The station itself sits at the end of an un-improved gravel road like a small oasis, a handful of clapboard plunked down amid deer trails and backed up to Eagle Lake. Each year for over a decade, Frank Bayham, Raymond Bogiatto, and Antoinette Martinez have run the Zoo-archaeology and Field Ecology School in this remote site.
Here first- and second-year graduate students are immersed in a rare and intense interdisciplinary field study course that allows exploration of several major archaeological sites in three diverse ecological systems, involves students in original research, and exposes them to guest lectures from some of the top names in the field. This summer's guest lecturers were Dwight Simons, considered the founder of California zoo-archaeology, and Virginia Butler of Portland State University, whose specialty is fish bone analysis.
"There's nothing quite like this anywhere in the world, that I know of," said Bayham about the field school he conceptualized in the mid 80s. "There are zooarchaeology courses and a handful of programs but no interdisciplinary zooarchaeology field schools. A student came here from Israel last year, and another from Portugal this year, exclusively for this class."
Part of what they're getting is the area itself, with its diverse ecosystems. Eagle Lake is the second largest freshwater lake in California, and boasts the Sierras to the south, the Cascades to the west, and the Great Basin Desert to the north and east.
And while the station proper is 62 acres, literally thousands are available to students, including marshes, streams, forests, vernal ponds, and volcanic ice caves.

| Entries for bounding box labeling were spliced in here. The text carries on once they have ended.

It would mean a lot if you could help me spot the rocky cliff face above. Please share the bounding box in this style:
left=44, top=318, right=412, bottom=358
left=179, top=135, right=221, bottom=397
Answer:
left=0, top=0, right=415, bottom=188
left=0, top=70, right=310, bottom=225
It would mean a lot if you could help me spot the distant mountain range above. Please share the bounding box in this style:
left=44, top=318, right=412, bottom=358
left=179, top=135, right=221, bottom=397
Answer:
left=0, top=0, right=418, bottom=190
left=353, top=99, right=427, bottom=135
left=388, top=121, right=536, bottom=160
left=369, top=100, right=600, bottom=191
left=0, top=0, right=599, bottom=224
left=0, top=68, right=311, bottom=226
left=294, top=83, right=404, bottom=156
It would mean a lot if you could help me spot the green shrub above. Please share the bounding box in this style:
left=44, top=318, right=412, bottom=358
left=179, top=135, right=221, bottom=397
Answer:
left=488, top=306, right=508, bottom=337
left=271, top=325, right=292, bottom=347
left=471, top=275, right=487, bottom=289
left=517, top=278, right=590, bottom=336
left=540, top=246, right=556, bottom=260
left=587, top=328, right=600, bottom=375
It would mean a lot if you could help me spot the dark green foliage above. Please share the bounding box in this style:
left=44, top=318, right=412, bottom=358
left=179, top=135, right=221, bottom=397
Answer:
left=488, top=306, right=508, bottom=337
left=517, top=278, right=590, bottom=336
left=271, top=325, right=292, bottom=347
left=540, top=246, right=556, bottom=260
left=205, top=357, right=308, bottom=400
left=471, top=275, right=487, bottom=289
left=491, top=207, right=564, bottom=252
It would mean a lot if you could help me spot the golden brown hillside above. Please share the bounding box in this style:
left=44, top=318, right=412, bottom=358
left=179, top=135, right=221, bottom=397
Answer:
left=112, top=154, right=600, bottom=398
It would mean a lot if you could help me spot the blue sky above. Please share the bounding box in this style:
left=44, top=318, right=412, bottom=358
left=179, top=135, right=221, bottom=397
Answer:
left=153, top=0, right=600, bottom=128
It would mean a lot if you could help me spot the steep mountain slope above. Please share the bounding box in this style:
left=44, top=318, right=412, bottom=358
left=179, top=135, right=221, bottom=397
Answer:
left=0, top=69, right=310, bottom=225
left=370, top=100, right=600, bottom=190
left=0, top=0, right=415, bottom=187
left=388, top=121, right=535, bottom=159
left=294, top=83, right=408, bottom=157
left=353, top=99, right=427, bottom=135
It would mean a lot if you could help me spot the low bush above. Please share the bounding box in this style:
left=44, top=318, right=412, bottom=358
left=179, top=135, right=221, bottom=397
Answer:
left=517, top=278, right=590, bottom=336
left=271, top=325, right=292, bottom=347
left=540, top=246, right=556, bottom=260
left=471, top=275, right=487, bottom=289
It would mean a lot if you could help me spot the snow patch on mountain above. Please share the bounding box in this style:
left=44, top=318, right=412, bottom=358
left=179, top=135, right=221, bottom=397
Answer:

Over the course of three weeks, students take field excursions that expose them to recent archaeological projects, as well as what Bayham calls "archaeological shrines" or "classic" archaeological sites, where they see important pre-historic and contact period material, some newly revealed.

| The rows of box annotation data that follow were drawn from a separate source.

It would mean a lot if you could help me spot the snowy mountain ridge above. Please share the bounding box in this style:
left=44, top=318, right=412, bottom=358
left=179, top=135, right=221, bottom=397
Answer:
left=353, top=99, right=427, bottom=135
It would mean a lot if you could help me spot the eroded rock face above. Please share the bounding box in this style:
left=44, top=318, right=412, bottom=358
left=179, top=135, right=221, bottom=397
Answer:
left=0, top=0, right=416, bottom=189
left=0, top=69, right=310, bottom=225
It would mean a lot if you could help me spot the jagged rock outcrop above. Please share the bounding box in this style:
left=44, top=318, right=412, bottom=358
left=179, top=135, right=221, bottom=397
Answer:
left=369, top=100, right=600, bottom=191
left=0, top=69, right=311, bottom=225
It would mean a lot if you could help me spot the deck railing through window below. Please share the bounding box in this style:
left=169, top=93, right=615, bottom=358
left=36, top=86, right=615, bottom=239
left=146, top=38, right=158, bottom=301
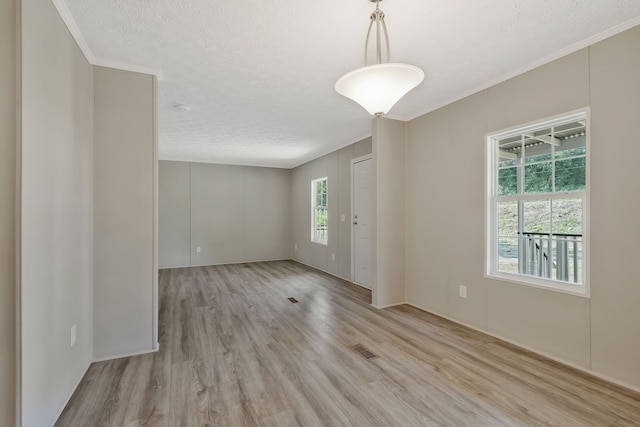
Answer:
left=518, top=232, right=582, bottom=283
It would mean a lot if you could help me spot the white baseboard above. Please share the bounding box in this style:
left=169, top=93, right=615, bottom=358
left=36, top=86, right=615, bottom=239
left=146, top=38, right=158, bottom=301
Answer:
left=49, top=362, right=93, bottom=427
left=91, top=344, right=160, bottom=363
left=371, top=302, right=404, bottom=311
left=406, top=303, right=640, bottom=393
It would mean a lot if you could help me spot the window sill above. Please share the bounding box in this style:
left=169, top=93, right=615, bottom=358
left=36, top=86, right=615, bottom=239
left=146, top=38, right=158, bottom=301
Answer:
left=485, top=272, right=591, bottom=299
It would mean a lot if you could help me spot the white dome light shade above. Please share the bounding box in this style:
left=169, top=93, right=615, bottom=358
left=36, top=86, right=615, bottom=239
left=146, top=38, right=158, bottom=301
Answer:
left=335, top=63, right=424, bottom=116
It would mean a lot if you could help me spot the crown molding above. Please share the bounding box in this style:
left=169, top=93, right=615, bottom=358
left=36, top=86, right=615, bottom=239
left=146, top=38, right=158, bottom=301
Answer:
left=51, top=0, right=164, bottom=80
left=402, top=16, right=640, bottom=122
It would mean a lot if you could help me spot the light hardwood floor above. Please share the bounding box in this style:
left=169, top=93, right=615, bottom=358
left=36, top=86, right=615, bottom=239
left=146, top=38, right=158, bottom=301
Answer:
left=56, top=261, right=640, bottom=427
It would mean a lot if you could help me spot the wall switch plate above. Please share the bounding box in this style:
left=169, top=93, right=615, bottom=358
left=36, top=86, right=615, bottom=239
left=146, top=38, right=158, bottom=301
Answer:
left=460, top=286, right=467, bottom=298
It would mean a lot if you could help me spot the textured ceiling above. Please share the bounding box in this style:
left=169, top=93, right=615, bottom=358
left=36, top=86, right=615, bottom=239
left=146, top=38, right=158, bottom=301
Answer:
left=61, top=0, right=640, bottom=168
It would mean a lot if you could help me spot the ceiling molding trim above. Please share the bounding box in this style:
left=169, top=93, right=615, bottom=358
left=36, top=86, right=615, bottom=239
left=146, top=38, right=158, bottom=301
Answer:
left=158, top=156, right=293, bottom=170
left=51, top=0, right=164, bottom=81
left=52, top=0, right=96, bottom=64
left=92, top=59, right=164, bottom=81
left=158, top=133, right=371, bottom=170
left=402, top=16, right=640, bottom=122
left=288, top=131, right=373, bottom=169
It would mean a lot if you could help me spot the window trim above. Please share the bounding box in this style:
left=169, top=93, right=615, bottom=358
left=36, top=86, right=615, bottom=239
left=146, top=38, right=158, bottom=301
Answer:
left=484, top=107, right=591, bottom=298
left=311, top=176, right=329, bottom=245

The combined expertise of the staff, each with a specialty, weaves together the broad, interdisciplinary approach necessary in zooarchaeology.
Zooarchaeology is the analysis and interpretation of animal remains from archaeological sites -- most commonly fragmented bones -- which help archaeologists and anthropologists interpret past human behavior.
In America, the science has developed as a subfield of archaeology, a niche that leaves gaps in student experience during regular campus hours.
Bayham, who understands the value of an interdisciplinary, hands-on field experience, came to CSU, Chico from the University of Arizona after studying with a pioneer in the field, Stanley Olsen. Having experienced major stints on several Southwestern digs, he knew of the need for field training.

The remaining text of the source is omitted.